WE SKIPPED film class to attend this talk in my local church community hall. It's fascinating to learn about the other life of people and even more fascinating when they turn you onto their art.

John's crucifixion series took inspiration from Matthias Grünewald's Isenheim Altarpiece with its Triptych design and contemporary theme, but moved toward abstraction. I'm not really into moving towards something, but thankfully the last work he displayed was more figurative and, thanks to the massive success of Oppenheimer, more now. Inevitably, physical texture is less dramatic when mixed-media art get photographed, so I came away wanting to see the actual works.
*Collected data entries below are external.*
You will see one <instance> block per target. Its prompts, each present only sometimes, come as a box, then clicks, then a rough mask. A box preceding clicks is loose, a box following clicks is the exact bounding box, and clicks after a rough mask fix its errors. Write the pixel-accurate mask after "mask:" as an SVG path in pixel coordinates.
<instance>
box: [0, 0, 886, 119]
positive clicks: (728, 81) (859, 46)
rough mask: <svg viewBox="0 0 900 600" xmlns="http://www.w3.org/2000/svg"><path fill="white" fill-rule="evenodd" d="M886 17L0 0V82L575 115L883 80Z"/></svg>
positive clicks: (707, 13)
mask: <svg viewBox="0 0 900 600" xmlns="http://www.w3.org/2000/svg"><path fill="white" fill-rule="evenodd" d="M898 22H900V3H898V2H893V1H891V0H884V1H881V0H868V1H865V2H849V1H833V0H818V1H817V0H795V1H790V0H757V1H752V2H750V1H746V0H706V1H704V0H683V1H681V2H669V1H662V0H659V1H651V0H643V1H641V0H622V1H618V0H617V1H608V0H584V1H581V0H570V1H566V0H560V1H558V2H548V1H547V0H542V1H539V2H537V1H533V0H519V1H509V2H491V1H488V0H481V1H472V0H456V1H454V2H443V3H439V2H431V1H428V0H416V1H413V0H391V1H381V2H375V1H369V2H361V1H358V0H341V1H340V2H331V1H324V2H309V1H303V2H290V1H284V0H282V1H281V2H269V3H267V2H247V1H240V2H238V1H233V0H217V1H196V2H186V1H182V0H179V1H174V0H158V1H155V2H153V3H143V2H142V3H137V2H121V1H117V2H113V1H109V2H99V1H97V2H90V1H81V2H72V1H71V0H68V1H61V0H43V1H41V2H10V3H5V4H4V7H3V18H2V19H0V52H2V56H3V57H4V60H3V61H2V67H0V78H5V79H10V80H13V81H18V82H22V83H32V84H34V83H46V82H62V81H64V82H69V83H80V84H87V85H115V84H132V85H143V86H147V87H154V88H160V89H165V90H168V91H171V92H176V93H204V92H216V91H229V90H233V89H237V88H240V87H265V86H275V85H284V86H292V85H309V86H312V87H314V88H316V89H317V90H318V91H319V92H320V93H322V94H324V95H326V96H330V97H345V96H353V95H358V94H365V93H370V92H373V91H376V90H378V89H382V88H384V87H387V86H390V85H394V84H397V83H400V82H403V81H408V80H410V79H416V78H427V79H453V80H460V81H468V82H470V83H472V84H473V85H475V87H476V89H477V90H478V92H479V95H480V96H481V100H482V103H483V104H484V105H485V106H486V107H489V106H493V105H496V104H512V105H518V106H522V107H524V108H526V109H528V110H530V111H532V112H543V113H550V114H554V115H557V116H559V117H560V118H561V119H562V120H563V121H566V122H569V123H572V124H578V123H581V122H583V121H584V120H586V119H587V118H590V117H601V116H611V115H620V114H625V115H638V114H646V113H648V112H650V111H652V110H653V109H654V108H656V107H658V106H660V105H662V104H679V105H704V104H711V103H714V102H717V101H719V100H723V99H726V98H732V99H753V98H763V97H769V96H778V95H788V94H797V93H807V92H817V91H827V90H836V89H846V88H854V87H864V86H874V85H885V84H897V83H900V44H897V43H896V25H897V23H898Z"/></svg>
His Great War figures, sympathetically painted, are climbing over the trenches to meet their fate. This he only alludes to, more mindful of today's more meditative viewer, who could easily assess graphic war imagery. Grünewald was fearless in depicting a plague infected Christ as a figure of empathy. The site of the commission being a hospice where plague doctors walked about in the protective masks that influenced the beak like creations of Hieronymus Bosch. Inflicted patients desperately needed hope. The intended site for John's is a modern day unimpressive parish church. Possibly ours. Yet we, too, still need hope. 

Depicting the second atomic bomb because its cloud lends itself to encasing Christ better is odd, but that's the problem with schematic figurative art, I guess. Thumbing through the delightful draughtsman ship of John's sketch-books is fascinating coz you see how reworked his Christ was before he arrived at the Gauguinesque figure. A figure dwarfed by the famous sentence of reconciliation 'Forgive them, Father, for they know not what they do.' These words of God still have great global force. The 20th century made horror inescapable while introducing collective shock and mass spectacle into society. The 21st century, with its Millennium dome, the first building in history to put a gun to its own head and pull the trigger, summarizes this state of overkill we now live through.

It's why when this series escapes John's attic and bubble wrap, it will be important. Important for the church when it finally becomes more radical in defence of social justice, which it must, to offer people an antidote to their feelings of intense hopelessness.